Starmer has turned Labour into a one-man show

It is often suggested by political observers, more in hope than in expectation, that if a challenge to Keir Starmer’s leadership were to emerge this side of a general election, it would come from his deputy, Angela Rayner.

She has some cause, after all, to feel that she is not valued by her boss: he has tried in the past to demote her and has conducted at least two reshuffles without informing her in advance. Even Tom Watson was kept more abreast of what Jeremy Corbyn was doing (most of the time) and theirs was one of the most dysfunctional political relationships since the one before it.
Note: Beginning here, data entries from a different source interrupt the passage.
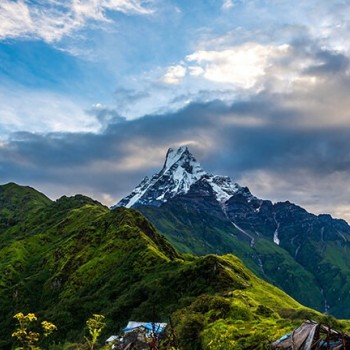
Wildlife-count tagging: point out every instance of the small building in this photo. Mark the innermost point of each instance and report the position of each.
(313, 336)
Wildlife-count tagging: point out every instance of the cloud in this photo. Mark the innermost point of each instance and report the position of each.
(52, 20)
(41, 111)
(261, 143)
(174, 74)
(227, 4)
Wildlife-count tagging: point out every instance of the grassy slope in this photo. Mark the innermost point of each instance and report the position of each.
(193, 233)
(74, 257)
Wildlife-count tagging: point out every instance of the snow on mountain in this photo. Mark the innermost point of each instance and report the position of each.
(180, 171)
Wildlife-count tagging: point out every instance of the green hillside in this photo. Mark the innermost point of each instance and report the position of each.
(68, 259)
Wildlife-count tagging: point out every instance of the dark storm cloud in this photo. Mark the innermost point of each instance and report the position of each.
(301, 136)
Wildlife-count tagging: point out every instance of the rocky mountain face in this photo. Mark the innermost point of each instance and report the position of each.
(304, 254)
(65, 260)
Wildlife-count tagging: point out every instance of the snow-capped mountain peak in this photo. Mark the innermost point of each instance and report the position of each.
(180, 171)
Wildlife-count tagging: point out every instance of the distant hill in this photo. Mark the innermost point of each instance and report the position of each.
(67, 259)
(201, 213)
Unfortunately for any ambitions Rayner might have harboured, yesterday’s outing at Prime Minister’s Questions, where she was deputising for Starmer in the absence of the prime minister abroad, will not have increased the chances of securing enough nominations to mount a challenge, even if that was her intention. She has received a decent press in recent years for her plain-speaking, working class approach, delivered in her trademark, no nonsense, northern fashion. The London-based media especially loves this sort of thing and imagines that highlighting this approach somehow burnishes its progressive credentials, when in fact it merely exposes its failure to give due attention to the many capable women MPs with northern accents who have been doing a fine, though less high profile, job for years.

Yesterday was not Rayner’s finest moment, and it wasn’t entirely her fault. Despite expectations, she entirely misjudged the mood, seeking to win advantage on the subjects of Partygate (again), Saudi Arabia, renewables, the peerage for Evgeny Lebedev, and even the case of Nazanin Zaghari-Ratcliffe, released from Iranian captivity yesterday, an event that so overjoyed the nation that any sensible politician would have been most wary of seeking to win party political points over it. But that’s what Rayner sought to do, reminding everyone of Johnson’s unfortunate comments in 2017 that may have encouraged Iran to hold onto her for longer.
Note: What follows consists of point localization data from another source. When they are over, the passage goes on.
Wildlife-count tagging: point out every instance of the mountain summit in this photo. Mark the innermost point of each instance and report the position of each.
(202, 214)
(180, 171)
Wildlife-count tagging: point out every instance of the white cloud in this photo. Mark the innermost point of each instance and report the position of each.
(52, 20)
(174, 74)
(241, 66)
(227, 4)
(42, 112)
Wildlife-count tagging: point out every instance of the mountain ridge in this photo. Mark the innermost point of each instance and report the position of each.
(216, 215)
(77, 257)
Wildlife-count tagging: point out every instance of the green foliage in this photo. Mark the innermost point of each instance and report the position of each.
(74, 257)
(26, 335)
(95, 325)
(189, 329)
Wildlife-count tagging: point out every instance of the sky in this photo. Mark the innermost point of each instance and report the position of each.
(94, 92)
It was an unnecessary jibe which just felt out of place in a Commons that felt ready to celebrate the release with the rest of the country. Voters like to hear politicians uniting behind a single cause; they even enjoy hearing opposition MPs praising government ministers when they get something right (that enjoyment perhaps being all the more appreciated because of its rarity). But to do so would have meant conceding that not everything Johnson’s government does is intrinsically evil, so Rayner ruled that out.
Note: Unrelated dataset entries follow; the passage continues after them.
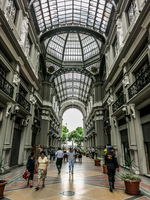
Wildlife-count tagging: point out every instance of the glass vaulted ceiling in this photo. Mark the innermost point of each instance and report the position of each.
(72, 47)
(72, 85)
(94, 14)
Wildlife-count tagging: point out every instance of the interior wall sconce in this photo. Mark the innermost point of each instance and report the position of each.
(126, 115)
(16, 110)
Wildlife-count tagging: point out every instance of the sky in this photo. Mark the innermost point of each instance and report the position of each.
(73, 118)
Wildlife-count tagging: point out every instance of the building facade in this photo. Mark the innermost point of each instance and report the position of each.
(101, 67)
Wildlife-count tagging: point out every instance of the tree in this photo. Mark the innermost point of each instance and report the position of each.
(64, 131)
(77, 136)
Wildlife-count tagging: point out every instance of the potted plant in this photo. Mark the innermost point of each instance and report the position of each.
(104, 168)
(132, 182)
(2, 182)
(97, 162)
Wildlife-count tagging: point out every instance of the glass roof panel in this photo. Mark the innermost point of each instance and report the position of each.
(74, 85)
(52, 13)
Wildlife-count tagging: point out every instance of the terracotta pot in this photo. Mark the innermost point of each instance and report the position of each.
(2, 186)
(105, 169)
(97, 162)
(132, 187)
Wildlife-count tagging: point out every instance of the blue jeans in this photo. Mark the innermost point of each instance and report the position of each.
(71, 164)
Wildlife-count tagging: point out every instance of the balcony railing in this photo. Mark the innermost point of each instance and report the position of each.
(6, 87)
(23, 102)
(53, 129)
(120, 101)
(37, 121)
(90, 130)
(139, 84)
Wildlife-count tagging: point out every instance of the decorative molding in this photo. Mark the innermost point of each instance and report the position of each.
(110, 100)
(9, 105)
(132, 109)
(44, 117)
(115, 121)
(16, 79)
(33, 99)
(125, 80)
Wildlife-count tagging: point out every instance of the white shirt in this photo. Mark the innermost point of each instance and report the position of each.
(59, 154)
In 1994, when he made his debut as Leader of the Opposition at the despatch box, Tony Blair’s very first words to the then prime minister, John Major, were in praise of the government’s efforts to secure peace in Northern Ireland. No one thought that the Labour leader was letting anyone off the hook by making common cause with the government.

Rayner’s caution, her profound reluctance to accept that occasionally the Government does stuff in exactly the same way that a Labour government would do it, speaks to her, and her front bench colleagues’, innate insecurity about the electorate’s view of them. A more confident opposition would have no fear of praising their opposite numbers when they get things right, as Liz Truss has done over Zaghari-Ratcliffe, and as Johnson and his defence secretary, Ben Wallace, have over Ukraine.

Since the unexpected (and recently shrinking) polling lead that Partygate gave Labour at the end of last year, its front benchers have been desperately trying to maintain it by steadfastly refusing to allow the Government credit for anything at all. When it looked like Boris Johnson’s solidarity with Ukraine and his robust response to Russian belligerence was in danger of going down well internationally – especially among Ukrainians themselves – Labour tried to make the most of the government’s cack-handed and sluggish response to the refugee crisis provoked by the war, seeking to give the entirely erroneous impression that accommodating displaced Ukrainians 1500 miles away from their homeland was more important than supplying the Ukrainian military with state-of-the art weapons with which to defend themselves.

Labour MPs got a reminder yesterday that Rayner is far from being the great hope that some on the Left have imagined her to be. It turns out that in Starmer’s absence, there really isn’t any obvious contender who can take on the Government any more valiantly or thoughtfully than he does himself. This is good news for the Labour leader, although, to be fair, there never was any serious prospect of the necessary one fifth of Labour MPs needed to provoke a pre-election leadership contest nominating her anyway.

Instead of fretting about the nightmare scenario in which the Ukraine crisis allows Boris Johnson to recover his polling magic and lead his party to another general election victory, Labour needs to substitute oppositionalism for judgment, something that Starmer promised in his very first comments as Labour leader in April 2020. He has shown himself capable of setting such an example, but few of his front benchers have been able to follow it.

And his deputy certainly can’t. Or won’t.

Labour looks like a one-man show right now. Starmer needs to take full advantage of that.